I have nothing against Willem. We used to work together before our agency let us go. He found work. I didn’t. I could never help the deep feelings of shame and embarrassment of that fact.

“I’m great, just thought I’d pop in for a frozen yoghurt,” Willem says with enthusiasm. “Actually, I’m glad to see you. I came across your CV a while ago,” Willem says.

“My CV? Where?” I reply, worried.

“You applied for a Content Writer position at Amok Digital Agency, right?”

“You work at Amok now?”

“Yes, and as a Social Media Manager.
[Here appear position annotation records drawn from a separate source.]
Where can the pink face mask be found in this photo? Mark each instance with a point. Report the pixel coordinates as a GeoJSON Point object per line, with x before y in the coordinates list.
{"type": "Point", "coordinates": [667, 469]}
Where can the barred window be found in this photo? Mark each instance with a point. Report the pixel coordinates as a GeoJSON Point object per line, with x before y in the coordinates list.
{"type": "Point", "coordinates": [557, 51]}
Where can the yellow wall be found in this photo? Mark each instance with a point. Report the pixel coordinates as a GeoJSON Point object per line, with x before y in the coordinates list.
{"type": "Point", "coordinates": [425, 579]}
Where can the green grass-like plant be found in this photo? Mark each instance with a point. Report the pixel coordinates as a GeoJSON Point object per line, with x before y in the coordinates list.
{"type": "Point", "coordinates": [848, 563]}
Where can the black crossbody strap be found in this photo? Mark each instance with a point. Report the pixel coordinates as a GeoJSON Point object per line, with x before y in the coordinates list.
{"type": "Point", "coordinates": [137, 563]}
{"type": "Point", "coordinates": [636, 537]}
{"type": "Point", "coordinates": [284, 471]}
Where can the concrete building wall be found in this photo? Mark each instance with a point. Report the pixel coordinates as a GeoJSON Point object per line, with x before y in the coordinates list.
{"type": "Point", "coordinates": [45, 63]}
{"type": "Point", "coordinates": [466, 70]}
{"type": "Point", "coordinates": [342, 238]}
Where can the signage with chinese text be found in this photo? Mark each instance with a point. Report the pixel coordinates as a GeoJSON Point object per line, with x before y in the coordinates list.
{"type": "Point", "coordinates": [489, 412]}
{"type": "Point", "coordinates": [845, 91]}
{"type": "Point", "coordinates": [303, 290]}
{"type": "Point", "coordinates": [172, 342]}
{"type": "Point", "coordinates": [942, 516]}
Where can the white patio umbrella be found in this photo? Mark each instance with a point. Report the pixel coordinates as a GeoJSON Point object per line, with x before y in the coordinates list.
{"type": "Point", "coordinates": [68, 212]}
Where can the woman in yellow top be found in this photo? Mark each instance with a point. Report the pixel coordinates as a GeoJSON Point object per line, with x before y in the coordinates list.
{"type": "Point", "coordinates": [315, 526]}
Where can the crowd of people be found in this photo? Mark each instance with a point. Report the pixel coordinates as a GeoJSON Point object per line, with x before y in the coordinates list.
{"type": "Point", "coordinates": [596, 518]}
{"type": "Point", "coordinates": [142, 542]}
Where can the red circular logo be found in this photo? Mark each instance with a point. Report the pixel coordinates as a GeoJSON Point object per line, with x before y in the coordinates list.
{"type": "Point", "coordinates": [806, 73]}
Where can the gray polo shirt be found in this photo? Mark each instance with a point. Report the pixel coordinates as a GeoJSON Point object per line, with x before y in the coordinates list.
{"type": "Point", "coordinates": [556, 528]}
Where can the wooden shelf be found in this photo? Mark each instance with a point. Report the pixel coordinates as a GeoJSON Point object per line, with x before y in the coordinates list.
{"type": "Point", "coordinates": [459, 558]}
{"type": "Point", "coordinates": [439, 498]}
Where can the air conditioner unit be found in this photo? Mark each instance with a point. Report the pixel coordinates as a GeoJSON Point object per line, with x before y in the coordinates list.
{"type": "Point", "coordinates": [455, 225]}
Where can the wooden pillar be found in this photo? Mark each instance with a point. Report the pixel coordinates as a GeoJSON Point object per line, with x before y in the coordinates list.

I have a say in who I work with, and I moved your CV to the top.”

“Why?” I exclaim.

“I staked my career on it. I worked with you before and I think you’re brilliant,” Willem says, smiling. “Well, I told them I wanted to work with you. I was there when the agency went down, and I felt the devastation that you felt. You deserve a chance like I had,” Willem says with a sly smile.

“Thanks, Will. I appreciate this!”

Willem did all that he could for me, but in the end, I still failed. His company directors had decided to go a different direction. But, I wasn’t sad. I blamed the world for not giving me a chance. The idea that humanity is without its fallacies was peculiar to me, as I had viewed humanity’s very nature as a fallacy in and of itself.

But, what Willem did, and was willing to do, restored my faith in our potential to do good. I had realised that the world had nothing to do with my pain, and there are always people willing to help you out of the pits of despair. I shudder at the path down which I was to go, if I looked at the world through dark eyes. But, this gesture changed my life, and forever, I am grateful.